POSTED: 09/23/11 12:35 PM

St. Maarten – Mark Deygoo, who was shot at least five times by robbers on Wednesday, was clinging at press time on Thursday. His family had decided earlier in the day to take him off life support as doctors at the St. Maarten Medical Center offered little hope that he’d survive. The doctors also advised against having him airlifted to the Dominican Republic, because the pressure at high altitude during the flight could have sped him to his death.
“For me, I prefer to leave my husband here because I know he has no feelings his body and he is already dead,” Deygoo’s distraught wife said while attempting to stay strong for her eight year old daughter.

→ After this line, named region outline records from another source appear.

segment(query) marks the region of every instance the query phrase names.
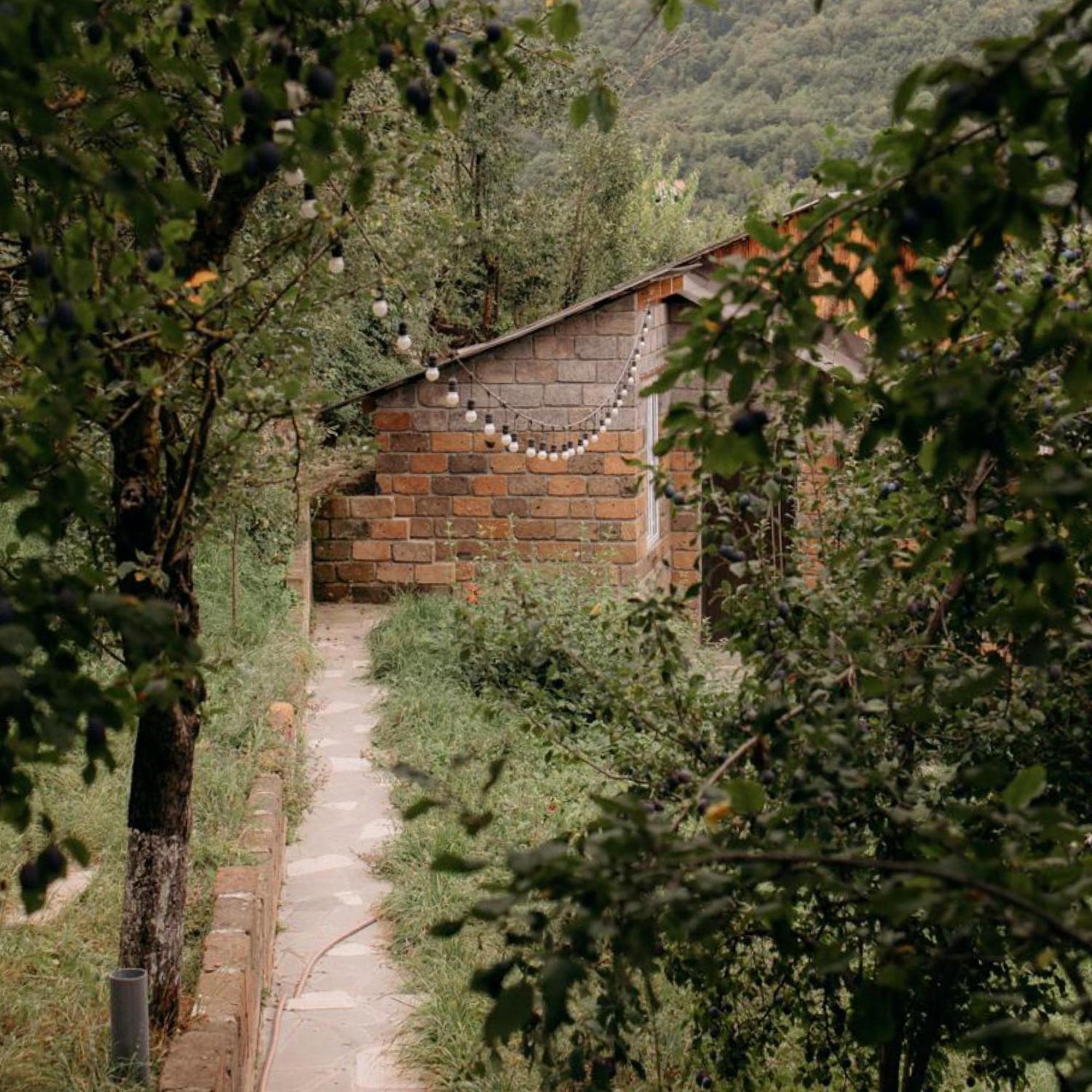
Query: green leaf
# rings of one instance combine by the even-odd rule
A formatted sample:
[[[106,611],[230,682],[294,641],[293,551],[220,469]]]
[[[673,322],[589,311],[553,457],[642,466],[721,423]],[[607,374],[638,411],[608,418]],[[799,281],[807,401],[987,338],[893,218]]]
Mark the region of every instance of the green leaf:
[[[1046,788],[1046,770],[1042,765],[1030,765],[1021,770],[1001,793],[1005,806],[1012,811],[1025,808]]]
[[[765,790],[757,781],[737,778],[725,786],[732,808],[744,816],[757,816],[765,807]]]
[[[589,95],[578,95],[569,104],[569,123],[573,129],[580,129],[587,123],[592,114],[592,99]]]
[[[600,127],[600,132],[610,132],[615,118],[618,116],[618,98],[605,84],[596,84],[591,92],[592,116]]]
[[[518,1032],[531,1019],[534,990],[531,983],[520,982],[509,986],[485,1020],[485,1041],[489,1046],[501,1043]]]
[[[663,9],[664,29],[670,34],[682,22],[684,14],[686,9],[682,7],[682,0],[666,0]]]
[[[546,25],[559,45],[567,45],[580,35],[580,9],[571,0],[566,0],[546,16]]]

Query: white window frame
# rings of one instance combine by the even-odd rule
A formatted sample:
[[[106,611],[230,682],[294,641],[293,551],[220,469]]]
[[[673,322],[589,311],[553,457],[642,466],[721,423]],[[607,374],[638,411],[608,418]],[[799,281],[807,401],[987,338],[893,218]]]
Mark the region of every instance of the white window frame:
[[[650,467],[645,483],[648,514],[645,518],[645,539],[648,546],[660,542],[660,498],[656,496],[655,467],[656,440],[660,439],[660,395],[650,394],[644,400],[644,462]]]

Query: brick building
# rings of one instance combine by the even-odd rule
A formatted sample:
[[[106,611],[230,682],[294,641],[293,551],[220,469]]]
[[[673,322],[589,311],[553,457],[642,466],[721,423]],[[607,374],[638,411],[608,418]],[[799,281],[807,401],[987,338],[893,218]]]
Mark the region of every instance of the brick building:
[[[657,498],[638,465],[653,461],[666,411],[666,401],[640,391],[684,333],[687,307],[714,290],[715,266],[756,250],[737,236],[460,349],[438,364],[432,381],[417,372],[364,395],[379,448],[373,491],[330,496],[319,508],[316,597],[375,602],[400,587],[473,581],[483,559],[513,554],[600,562],[620,585],[701,579],[696,513]],[[472,399],[477,419],[468,423]],[[608,410],[609,426],[593,442]],[[517,451],[501,442],[506,425]],[[585,436],[586,450],[561,455]],[[557,448],[558,458],[529,458],[530,442]],[[669,458],[666,470],[685,486],[690,467],[680,453]]]

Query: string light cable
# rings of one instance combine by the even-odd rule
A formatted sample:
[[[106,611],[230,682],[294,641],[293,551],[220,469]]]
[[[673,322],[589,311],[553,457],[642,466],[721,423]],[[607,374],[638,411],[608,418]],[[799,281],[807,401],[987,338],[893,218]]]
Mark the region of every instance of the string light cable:
[[[556,420],[544,420],[536,417],[519,406],[512,405],[503,399],[499,391],[484,383],[467,365],[459,358],[452,357],[449,361],[462,369],[468,381],[471,392],[478,388],[486,397],[490,412],[485,415],[483,431],[487,437],[497,434],[497,426],[492,410],[502,411],[502,427],[500,429],[501,450],[515,453],[520,450],[519,436],[517,432],[520,422],[525,422],[527,427],[527,441],[525,451],[527,459],[546,459],[550,462],[570,460],[584,454],[600,440],[603,432],[607,430],[615,414],[621,410],[630,393],[634,392],[638,376],[639,361],[645,353],[646,335],[652,321],[652,308],[646,307],[641,321],[641,329],[633,340],[633,345],[627,354],[618,378],[612,385],[610,394],[597,406],[589,410],[582,417],[575,420],[558,423]],[[424,377],[428,382],[436,382],[440,378],[440,364],[435,354],[428,357]],[[450,408],[455,408],[460,404],[459,382],[455,379],[448,380],[448,390],[444,396],[444,404]],[[464,418],[467,425],[473,425],[479,419],[477,413],[477,402],[470,397],[466,401],[466,412]],[[566,412],[568,416],[568,411]],[[538,439],[532,434],[539,434]]]

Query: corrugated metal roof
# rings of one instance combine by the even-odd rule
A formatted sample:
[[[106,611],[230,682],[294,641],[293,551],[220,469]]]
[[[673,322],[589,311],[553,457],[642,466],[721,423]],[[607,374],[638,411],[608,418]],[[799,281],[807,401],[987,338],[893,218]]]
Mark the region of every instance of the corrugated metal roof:
[[[818,201],[816,200],[807,201],[802,205],[797,205],[795,209],[785,213],[785,215],[781,217],[781,222],[799,216],[802,213],[814,209],[817,204]],[[638,292],[645,285],[653,284],[656,281],[662,281],[667,276],[677,276],[681,273],[691,272],[698,269],[702,261],[708,259],[710,254],[715,253],[717,250],[724,250],[728,247],[743,242],[747,238],[748,234],[746,232],[739,232],[735,235],[728,236],[726,239],[721,239],[720,241],[713,242],[708,247],[702,247],[700,250],[696,250],[684,258],[676,259],[667,265],[661,265],[658,269],[652,270],[649,273],[642,273],[640,276],[633,277],[631,281],[626,281],[622,284],[615,285],[613,288],[607,288],[606,292],[601,292],[597,296],[591,296],[587,299],[582,299],[560,311],[555,311],[553,314],[547,314],[542,319],[537,319],[535,322],[530,322],[527,325],[520,327],[518,330],[510,330],[508,333],[499,334],[489,341],[479,342],[476,345],[467,345],[464,348],[455,349],[451,356],[439,361],[440,369],[442,371],[444,368],[450,368],[452,365],[458,364],[461,360],[473,359],[476,356],[480,356],[483,353],[491,352],[492,349],[500,348],[503,345],[509,345],[512,342],[520,341],[523,337],[532,336],[543,330],[548,330],[550,327],[557,325],[557,323],[563,322],[566,319],[583,314],[585,311],[594,310],[596,307],[602,307],[604,304],[610,304],[622,296],[629,295],[632,292]],[[422,375],[423,372],[420,371],[412,371],[410,375],[403,376],[401,379],[383,383],[381,387],[375,387],[369,391],[354,395],[351,399],[345,399],[336,405],[327,406],[325,408],[327,411],[336,410],[366,399],[369,401],[375,400],[388,391],[405,387],[406,383],[416,382],[420,379]]]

A CT scan seen by this newspaper reveals that Deygoo was shot five times. Several bullets lodged in his neck, while others passed through his hand and torso. Doctors reportedly believe the shot to the businessman’s head is what put him in such serious condition, as the bullet pierced his skull and shattered.

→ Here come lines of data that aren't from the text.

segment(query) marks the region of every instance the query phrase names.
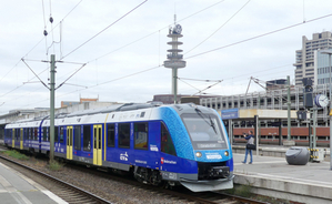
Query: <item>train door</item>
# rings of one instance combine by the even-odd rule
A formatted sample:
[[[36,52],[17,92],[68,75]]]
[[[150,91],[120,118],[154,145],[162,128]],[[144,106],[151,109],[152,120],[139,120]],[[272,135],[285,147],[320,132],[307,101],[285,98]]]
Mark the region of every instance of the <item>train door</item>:
[[[20,150],[23,150],[23,129],[21,129],[21,134],[20,134]]]
[[[101,135],[102,125],[93,125],[93,164],[101,165]]]
[[[11,147],[14,149],[14,129],[12,129],[12,134],[11,134],[11,141],[12,141],[12,144],[11,144]]]
[[[72,160],[72,126],[67,126],[67,159]]]

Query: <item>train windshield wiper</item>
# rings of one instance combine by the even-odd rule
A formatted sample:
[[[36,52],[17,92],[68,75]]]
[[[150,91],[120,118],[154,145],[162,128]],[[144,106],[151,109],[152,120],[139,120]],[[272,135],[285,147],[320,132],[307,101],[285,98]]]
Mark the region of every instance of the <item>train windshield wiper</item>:
[[[194,109],[198,114],[205,121],[205,123],[208,123],[210,126],[212,126],[213,131],[215,132],[217,134],[217,130],[215,130],[215,126],[214,126],[214,122],[212,121],[211,116],[209,115],[209,119],[210,119],[210,122],[205,120],[205,118],[208,118],[204,113],[202,113],[201,110],[199,110],[198,108]]]

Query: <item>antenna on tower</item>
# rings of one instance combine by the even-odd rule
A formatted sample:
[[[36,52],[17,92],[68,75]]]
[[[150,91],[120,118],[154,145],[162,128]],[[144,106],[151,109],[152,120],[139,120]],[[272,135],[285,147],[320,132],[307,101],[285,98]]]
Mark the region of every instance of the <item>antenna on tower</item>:
[[[174,26],[177,24],[177,3],[174,3]]]

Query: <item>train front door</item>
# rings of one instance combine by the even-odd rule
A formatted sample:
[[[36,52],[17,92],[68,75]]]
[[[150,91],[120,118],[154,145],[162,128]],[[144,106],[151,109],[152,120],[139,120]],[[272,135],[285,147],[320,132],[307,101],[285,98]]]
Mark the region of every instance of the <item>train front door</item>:
[[[67,126],[67,159],[72,160],[72,126]]]
[[[93,164],[101,165],[101,135],[102,125],[93,125]]]

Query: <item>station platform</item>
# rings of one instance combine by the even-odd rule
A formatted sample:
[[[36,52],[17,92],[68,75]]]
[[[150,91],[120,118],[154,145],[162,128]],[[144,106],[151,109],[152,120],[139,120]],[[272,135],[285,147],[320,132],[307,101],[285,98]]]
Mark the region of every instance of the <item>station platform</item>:
[[[256,155],[253,152],[253,163],[248,164],[250,162],[248,155],[247,164],[243,164],[244,153],[234,153],[237,152],[234,147],[234,184],[251,185],[255,194],[299,203],[332,203],[330,161],[289,165],[284,156]],[[244,150],[244,145],[241,149]],[[284,155],[289,150],[289,147],[266,149],[271,155],[275,153]]]
[[[0,163],[1,204],[57,204],[67,203],[38,183]]]

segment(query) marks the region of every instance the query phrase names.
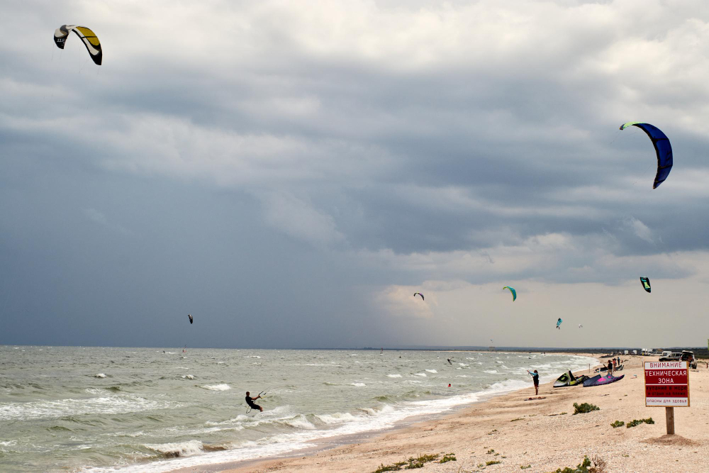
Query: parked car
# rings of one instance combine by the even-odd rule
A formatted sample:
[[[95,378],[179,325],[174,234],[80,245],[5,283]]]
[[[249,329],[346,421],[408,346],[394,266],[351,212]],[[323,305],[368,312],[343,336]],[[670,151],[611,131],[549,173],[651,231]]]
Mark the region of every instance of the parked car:
[[[679,352],[662,352],[662,356],[658,361],[661,362],[679,362],[682,358],[682,354]]]
[[[681,353],[672,352],[669,356],[660,357],[658,361],[661,362],[688,362],[690,368],[697,369],[697,359],[694,356],[694,352],[688,350],[683,350]]]

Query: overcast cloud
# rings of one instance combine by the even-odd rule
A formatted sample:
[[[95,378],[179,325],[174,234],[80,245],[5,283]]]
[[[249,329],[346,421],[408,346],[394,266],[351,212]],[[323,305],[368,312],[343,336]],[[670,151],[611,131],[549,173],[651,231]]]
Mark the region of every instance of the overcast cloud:
[[[0,16],[0,343],[706,341],[703,2]],[[66,23],[96,33],[100,68],[54,45]],[[657,189],[633,121],[671,141]]]

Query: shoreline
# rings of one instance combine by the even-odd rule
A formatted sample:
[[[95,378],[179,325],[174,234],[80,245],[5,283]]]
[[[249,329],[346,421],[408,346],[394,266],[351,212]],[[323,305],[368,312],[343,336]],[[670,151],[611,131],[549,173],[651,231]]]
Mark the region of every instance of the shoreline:
[[[582,355],[574,353],[574,355]],[[621,357],[624,379],[599,386],[540,386],[542,399],[525,401],[531,388],[493,396],[453,413],[392,430],[364,442],[283,458],[205,465],[186,472],[347,472],[367,473],[423,454],[453,453],[454,462],[426,463],[422,472],[528,473],[576,467],[584,456],[605,472],[705,472],[709,455],[709,371],[690,372],[691,407],[675,410],[677,435],[665,435],[664,409],[645,407],[640,355]],[[651,360],[651,358],[647,358]],[[586,370],[583,370],[586,372]],[[579,374],[587,374],[578,372]],[[593,374],[593,373],[591,373]],[[633,376],[636,377],[633,377]],[[574,415],[574,403],[600,410]],[[653,418],[654,424],[614,428],[615,421]],[[439,457],[440,458],[440,457]],[[180,470],[176,470],[180,471]]]
[[[439,350],[441,352],[459,352],[462,350]],[[473,350],[464,350],[465,352],[478,352]],[[501,351],[500,353],[508,353],[508,352],[506,352]],[[533,353],[533,352],[532,352]],[[549,355],[569,355],[569,356],[580,356],[586,357],[589,359],[593,359],[596,360],[596,364],[593,365],[591,363],[589,366],[593,368],[600,366],[601,362],[598,359],[598,354],[587,353],[587,352],[554,352],[553,353],[549,353]],[[587,369],[582,369],[581,371],[577,371],[579,374],[587,374]],[[560,374],[560,373],[559,373]],[[541,389],[542,386],[551,384],[556,379],[558,375],[554,375],[554,379],[550,380],[546,383],[540,384],[540,392],[541,395]],[[422,425],[427,425],[429,423],[435,423],[440,421],[443,421],[449,418],[454,418],[458,416],[464,415],[465,411],[468,409],[471,408],[473,406],[484,405],[492,400],[498,398],[504,397],[510,395],[515,395],[520,393],[525,389],[531,389],[533,391],[533,384],[532,384],[531,378],[530,379],[529,386],[526,387],[518,387],[518,388],[510,388],[509,389],[503,389],[499,391],[493,391],[489,393],[483,393],[479,394],[479,397],[477,400],[474,401],[470,403],[463,404],[458,406],[454,406],[451,407],[446,411],[438,412],[435,413],[428,413],[428,414],[418,414],[414,415],[409,417],[404,418],[398,421],[396,421],[395,425],[384,428],[383,429],[376,430],[369,430],[359,432],[356,433],[343,434],[343,435],[335,435],[331,437],[324,437],[322,438],[312,439],[306,441],[307,444],[311,444],[312,446],[307,447],[306,448],[294,450],[289,452],[285,452],[282,454],[276,454],[274,455],[265,457],[257,457],[242,460],[235,461],[228,461],[224,462],[223,463],[211,463],[206,464],[203,465],[199,466],[191,466],[191,467],[184,467],[177,468],[175,469],[169,470],[170,473],[188,473],[194,472],[204,472],[210,473],[216,472],[255,472],[255,471],[290,471],[288,469],[280,470],[280,469],[273,469],[274,464],[286,463],[289,460],[306,460],[308,458],[316,457],[321,454],[327,454],[328,452],[332,452],[340,448],[347,448],[352,445],[366,445],[370,443],[374,443],[378,441],[380,438],[385,437],[388,435],[391,435],[398,432],[406,432],[408,430],[416,430],[421,428]],[[286,467],[286,468],[288,467]],[[349,470],[347,470],[349,471]],[[355,471],[355,470],[352,470]],[[359,469],[357,469],[359,472]]]

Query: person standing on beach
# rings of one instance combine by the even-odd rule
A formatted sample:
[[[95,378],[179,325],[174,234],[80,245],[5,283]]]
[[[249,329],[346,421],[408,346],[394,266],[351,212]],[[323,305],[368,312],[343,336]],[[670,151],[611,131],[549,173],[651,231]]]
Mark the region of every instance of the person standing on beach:
[[[256,397],[251,397],[251,393],[248,391],[246,391],[246,404],[249,405],[252,409],[258,409],[259,411],[263,412],[264,408],[261,407],[258,404],[255,404],[254,401],[258,399],[260,396],[257,396]]]
[[[534,372],[531,372],[529,369],[527,372],[532,375],[532,380],[534,382],[534,395],[537,396],[539,394],[539,373],[535,369]]]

Emotional family members were not without support as scores of people went to the St. Maarten Medical Center to visit with the family. Several people also offered prayers for Deygoo’s recovery.

Broader discussion
Deygoo’s situation and the choice his wife had to make on whether to sustain life support or transport him to the Dominican Republic provides a local example for society’s debate on the merits of ending someone’s life when they are terminally ill or no longer able to make the decision. Legally making such a choice is called euthanasia.
The debate here is in its earliest days but Justice Minister Roland Duncan, who’s tabled a new penal code in Parliament, believes it should pick a speed and a decision taken on his proposal to legalize euthanasia. One of the minister’s only reference points is the debate and court proceedings that occurred in the United States around the decision by Teresa Maire (Terri) Schindler Schiavo’s husband in 1998 to end her life because she was in a vegetative state and doctors had been unable to bring her back to awareness. The court battle between the husband and Schiavo’s lasted seven years before a circuit court judge ordered doctors to follow her husband’s decision.
“I know it’s not easy and I recognize that these are extremely sensitive, but I refuse to do what was done on Curacao and Aruba where they swept the issue under the rug. All the ministers said let’s pass this criminal code now and come back tomorrow. Come on. Let’s confront our problems as they arise, because who’s going to come back? Me? Next year to go re-discuss this? I mean we’re going to have to discuss it sooner or later,” Duncan said on For the Record on Sunday.
Though he wants a discussion in which he or ministry technocrats can participate and he believes that Parliament – with its committees and ability to have hearings – is the best place for a debate on public sentiment around euthanasia, Duncan says he will not press the issue.
In the minister’s personal view euthanasia is necessary so that people on the brink of death will be able to make the choice to die.
“I have a tendency to look at it very individualistic. It’s me who is in pain. It’s me who is suffering. I don’t know that I would want to be kept alive artificially and if they pull that plug I die. Now if I’m fully, functioning and talking and conversing and I’m participating in society then ok yes, but don’t tell me the person is terminal, you know he’s going, he’s in pain,” Duncan said.